After instructing his brothers to show no partiality, James now explains why impartiality is the way of God.  His explanation contradicts the way many Jews perceived sin and the law before Christ.  He challenges his brothers and us to rethink our perception of the Law as 613 individual isolated rules, or the summary 10 commandments, some more serious in our eyes than others.  There is the Law, in its entirety, a unified whole that mirrors the unity of God.  We can’t separate God’s love from his wrath, his healing provision from his sovereignty.  God’s character is one just as the Law is one, and attempting to subdivide and then prioritize the Law is playing God.  Once a note is misplayed, a harmony is broken.  Once struck in a single place, a glass pane is shattered.  Once one law is broken, the entire Law is broken.  Has God given an impossible standard to keep?

Yes.  But through Jesus, we live under the law of liberty.  Our judgment under the Law is replaced by the One who showed no partiality.  Jesus lowered himself so that we could be shown favor by a just God.   Our response to others through the power of the Holy Spirit is impartiality and mercy.  Through Jesus, mercy triumphs over judgment.



What is the royal law (v. 8)?  Why does James mention it here (reference James 2:1-7)?  What is his intent in writing this passage (James 2:8-13) to his original readers?

James describes those who show partiality in two ways (v. 9).   How does he describe them?

Underline each time James uses the word mercy (v. 13).   What is mercy?  How does James relate mercy to judgment?



Simply, what is the law mentioned in v 9-11 (Hint:  Exodus 20)?  Referencing, Matthew 22:37-40, how does this law differ from the royal law?  Which law was James’ audience more concerned over or more likely to live by?

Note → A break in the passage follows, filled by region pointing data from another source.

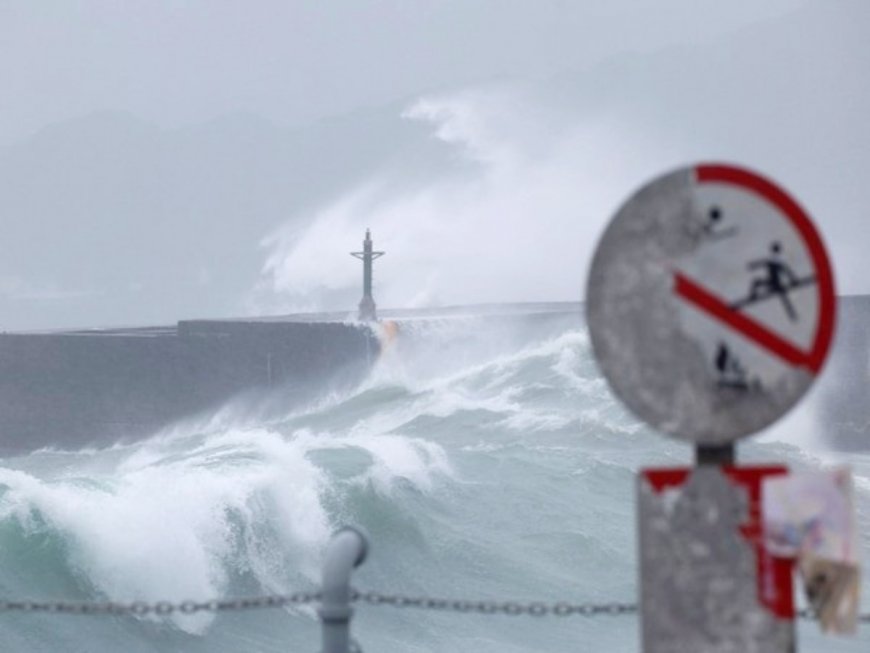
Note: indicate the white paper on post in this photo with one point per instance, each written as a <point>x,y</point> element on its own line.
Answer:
<point>810,516</point>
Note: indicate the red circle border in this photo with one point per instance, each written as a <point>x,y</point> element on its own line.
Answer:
<point>727,174</point>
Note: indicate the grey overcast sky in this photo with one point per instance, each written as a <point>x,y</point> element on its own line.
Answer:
<point>290,61</point>
<point>163,160</point>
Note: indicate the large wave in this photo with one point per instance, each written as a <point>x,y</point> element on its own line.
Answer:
<point>484,458</point>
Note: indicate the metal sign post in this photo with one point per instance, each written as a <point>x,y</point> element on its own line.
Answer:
<point>710,307</point>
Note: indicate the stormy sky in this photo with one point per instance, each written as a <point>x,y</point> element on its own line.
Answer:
<point>161,161</point>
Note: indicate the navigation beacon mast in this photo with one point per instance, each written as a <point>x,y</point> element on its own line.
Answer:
<point>367,311</point>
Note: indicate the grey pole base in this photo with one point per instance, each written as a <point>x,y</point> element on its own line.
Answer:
<point>346,551</point>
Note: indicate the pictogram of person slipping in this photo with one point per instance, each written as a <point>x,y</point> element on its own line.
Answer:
<point>730,372</point>
<point>776,279</point>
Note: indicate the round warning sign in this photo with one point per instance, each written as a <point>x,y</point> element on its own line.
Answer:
<point>710,303</point>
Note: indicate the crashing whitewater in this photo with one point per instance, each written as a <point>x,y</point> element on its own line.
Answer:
<point>482,466</point>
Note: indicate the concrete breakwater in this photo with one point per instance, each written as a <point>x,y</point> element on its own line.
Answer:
<point>93,387</point>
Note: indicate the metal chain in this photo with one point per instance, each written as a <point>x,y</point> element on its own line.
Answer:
<point>486,607</point>
<point>512,608</point>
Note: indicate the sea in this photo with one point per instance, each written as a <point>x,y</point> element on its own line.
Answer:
<point>485,458</point>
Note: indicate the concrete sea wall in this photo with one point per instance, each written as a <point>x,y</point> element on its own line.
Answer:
<point>73,389</point>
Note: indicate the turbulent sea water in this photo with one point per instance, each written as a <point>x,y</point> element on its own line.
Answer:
<point>484,464</point>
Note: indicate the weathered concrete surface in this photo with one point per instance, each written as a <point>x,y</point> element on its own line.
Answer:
<point>699,584</point>
<point>73,389</point>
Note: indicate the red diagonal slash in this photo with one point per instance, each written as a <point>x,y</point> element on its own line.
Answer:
<point>743,324</point>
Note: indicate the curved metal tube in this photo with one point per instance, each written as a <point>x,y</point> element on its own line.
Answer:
<point>346,550</point>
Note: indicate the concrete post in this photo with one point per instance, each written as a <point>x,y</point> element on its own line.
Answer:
<point>346,551</point>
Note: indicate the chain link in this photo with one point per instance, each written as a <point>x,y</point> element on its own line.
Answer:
<point>511,608</point>
<point>485,607</point>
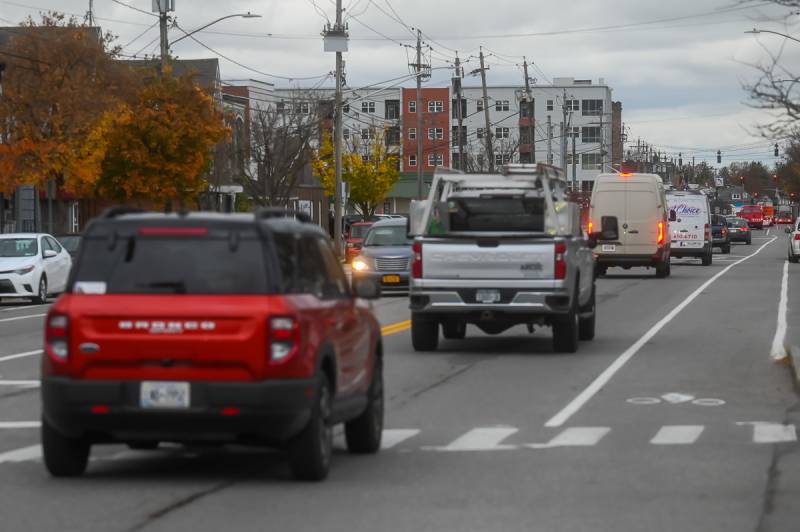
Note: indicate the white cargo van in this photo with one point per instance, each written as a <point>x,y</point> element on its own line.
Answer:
<point>634,204</point>
<point>690,231</point>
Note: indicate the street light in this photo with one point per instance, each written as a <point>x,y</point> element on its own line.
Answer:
<point>757,31</point>
<point>201,28</point>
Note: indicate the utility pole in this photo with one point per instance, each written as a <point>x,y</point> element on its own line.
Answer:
<point>531,112</point>
<point>488,132</point>
<point>459,113</point>
<point>336,40</point>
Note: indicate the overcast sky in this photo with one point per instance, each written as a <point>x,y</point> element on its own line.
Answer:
<point>677,66</point>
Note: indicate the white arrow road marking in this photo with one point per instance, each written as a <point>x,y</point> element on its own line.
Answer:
<point>771,432</point>
<point>574,437</point>
<point>34,452</point>
<point>394,437</point>
<point>481,439</point>
<point>677,435</point>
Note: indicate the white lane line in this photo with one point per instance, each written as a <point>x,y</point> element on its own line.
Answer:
<point>778,351</point>
<point>771,432</point>
<point>8,425</point>
<point>586,395</point>
<point>21,355</point>
<point>677,435</point>
<point>481,439</point>
<point>17,318</point>
<point>574,437</point>
<point>394,437</point>
<point>24,454</point>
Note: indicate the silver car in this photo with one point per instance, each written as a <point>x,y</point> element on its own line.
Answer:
<point>386,255</point>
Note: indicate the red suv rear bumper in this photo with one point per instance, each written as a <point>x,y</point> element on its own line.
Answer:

In v. 10, James writes of the “whole law”.  In Galatians 5:3, Paul also writes of the “whole law”.  Is it possible to keep only part of the law and why do we think we can?  Referencing Matthew 5:17-18, is the “whole law” in effect today?  Has the Law been accomplished and if so, how?

In v 12, James writes of two types of judgment, one explicitly stated and another inferred.  What are those two types of judgment?  In the context of James 2:8-13, what is the law of liberty and who embodies it? How are we to speak and act under the law of liberty?  And how does that relate to the royal law and partiality?

Mark the following words in James 2:8-13:  law, transgressors, judgment, mercy.  How does this passage explain and inform us of the Gospel?



The sin of partiality is not just rich over poor.  It can be partiality towards education or lack, ethnic similarities or differences, or even those who have experienced similar abuse or addictions versus those who have not.  Partiality can even be playing favorites with those who are just more agreeable and enjoyable to be around.  How have you recently showed partiality? 

In what ways do you forget about the unity of the whole law and use a perceived disunity of the law to defend your sin?  The doctrine of unity of the law (“whole law”) brings disbelief for the sinner and frustration for the religious.  Which way do you most often respond?

How does the statement “Mercy triumphs over judgment” change how you live out each day? How can your actions towards others change beginning today knowing that God’s mercy triumphs over the judgment you deserve?